Une rencontre qui change tout

Reste que si certaines cellules familiales se disloquent, une rencontre peut toujours tout changer. Et de nombreux films ne cessent de nous le rappeler.

Ainsi, dans « Meteora » deux religieux voient un lien troublant se dessiner entre eux et se retrouvent tentés par la chair. Le film, s'il divise, adopte une facture graphique intéressante, décrivant cette légende au travers d'un voyage dans un triptyque peint. Dans « Rebelle », c'est la rencontre avec un jeune homme qui incite la « sorcière de guerre » à tenter d'échapper à son clan. Le dur à cuire de « My brother the devil » trouvera lui en un jeune photographe, une raison pour affirmer sa sexualité et tenter de sortir de sa condition de jeune de banlieue. De même, dans « Postcard from the zoo », la rencontre hallucinée entre une jeune femme élevée dans un zoo et un cow-boy magicien, la mènera à se confronter au monde réel en sortant de son cocon.

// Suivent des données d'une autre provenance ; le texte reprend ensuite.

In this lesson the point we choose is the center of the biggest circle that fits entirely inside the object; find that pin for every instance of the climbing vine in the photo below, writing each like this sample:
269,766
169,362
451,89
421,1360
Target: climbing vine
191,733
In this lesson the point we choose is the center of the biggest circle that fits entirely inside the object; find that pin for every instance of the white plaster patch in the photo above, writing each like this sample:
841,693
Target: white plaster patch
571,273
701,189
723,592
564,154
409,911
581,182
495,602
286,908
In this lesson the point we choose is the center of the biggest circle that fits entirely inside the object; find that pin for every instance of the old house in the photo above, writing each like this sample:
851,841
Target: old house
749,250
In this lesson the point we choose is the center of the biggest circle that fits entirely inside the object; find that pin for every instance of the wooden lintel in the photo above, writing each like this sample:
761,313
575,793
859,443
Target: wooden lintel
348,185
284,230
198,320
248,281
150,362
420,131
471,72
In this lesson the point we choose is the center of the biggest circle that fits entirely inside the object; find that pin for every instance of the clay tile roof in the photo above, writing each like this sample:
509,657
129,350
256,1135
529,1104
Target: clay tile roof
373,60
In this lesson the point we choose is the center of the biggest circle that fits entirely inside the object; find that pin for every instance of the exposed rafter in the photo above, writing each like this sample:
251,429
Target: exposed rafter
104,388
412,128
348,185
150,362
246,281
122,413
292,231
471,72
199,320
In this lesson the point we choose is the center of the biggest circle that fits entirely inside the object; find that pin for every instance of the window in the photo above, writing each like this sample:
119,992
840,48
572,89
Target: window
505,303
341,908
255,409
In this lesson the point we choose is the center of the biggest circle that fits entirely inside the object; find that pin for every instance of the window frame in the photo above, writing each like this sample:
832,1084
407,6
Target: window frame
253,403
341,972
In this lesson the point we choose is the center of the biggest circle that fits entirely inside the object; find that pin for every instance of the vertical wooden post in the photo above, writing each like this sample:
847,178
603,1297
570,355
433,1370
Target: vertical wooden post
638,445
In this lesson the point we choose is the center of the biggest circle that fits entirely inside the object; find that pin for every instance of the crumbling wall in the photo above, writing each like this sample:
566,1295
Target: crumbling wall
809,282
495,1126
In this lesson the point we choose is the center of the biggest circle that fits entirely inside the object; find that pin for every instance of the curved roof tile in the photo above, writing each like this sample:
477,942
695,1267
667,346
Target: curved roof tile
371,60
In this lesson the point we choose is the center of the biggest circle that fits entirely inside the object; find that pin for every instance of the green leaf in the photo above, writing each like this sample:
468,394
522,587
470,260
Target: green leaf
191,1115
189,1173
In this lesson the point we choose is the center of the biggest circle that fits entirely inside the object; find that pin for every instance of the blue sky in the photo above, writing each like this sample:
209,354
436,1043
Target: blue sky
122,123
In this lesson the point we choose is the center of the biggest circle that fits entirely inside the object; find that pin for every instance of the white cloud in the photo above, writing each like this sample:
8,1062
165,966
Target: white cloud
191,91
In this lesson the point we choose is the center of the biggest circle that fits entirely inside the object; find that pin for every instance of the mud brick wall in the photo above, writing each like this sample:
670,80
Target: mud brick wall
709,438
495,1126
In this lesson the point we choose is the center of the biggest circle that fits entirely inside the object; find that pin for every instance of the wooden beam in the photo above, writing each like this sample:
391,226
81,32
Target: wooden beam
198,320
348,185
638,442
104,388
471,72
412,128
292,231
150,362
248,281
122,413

Dans l'espagnol « Sleepless knights » ce sont deux jeunes hommes qui se rencontrent, loin de la ville bruyante et animée, pour une esquisse d'histoire d'amour qui entraînera forcément des choix. Car d'un mode de vie de jeune adulte, entre fêtes et boissons, il faut parfois savoir passer à quelque chose de plus sage, pour espérer se construire. Mais le tout est de ne pas passer à côté d'une histoire qui en vaut la peine. L'une d'entre elle, et nous terminerons par celle-ci, nous est contée sur un ton nostalgique indéniable, dans « Tabou », film portugais situant son action dans une Afrique coloniale révolue, sorte d' « Out of Africa » désabusé, qui nous rappelle l'importance de vivre ses rêves, quels qu'ils soient, et d'en poursuivre de nouveaux.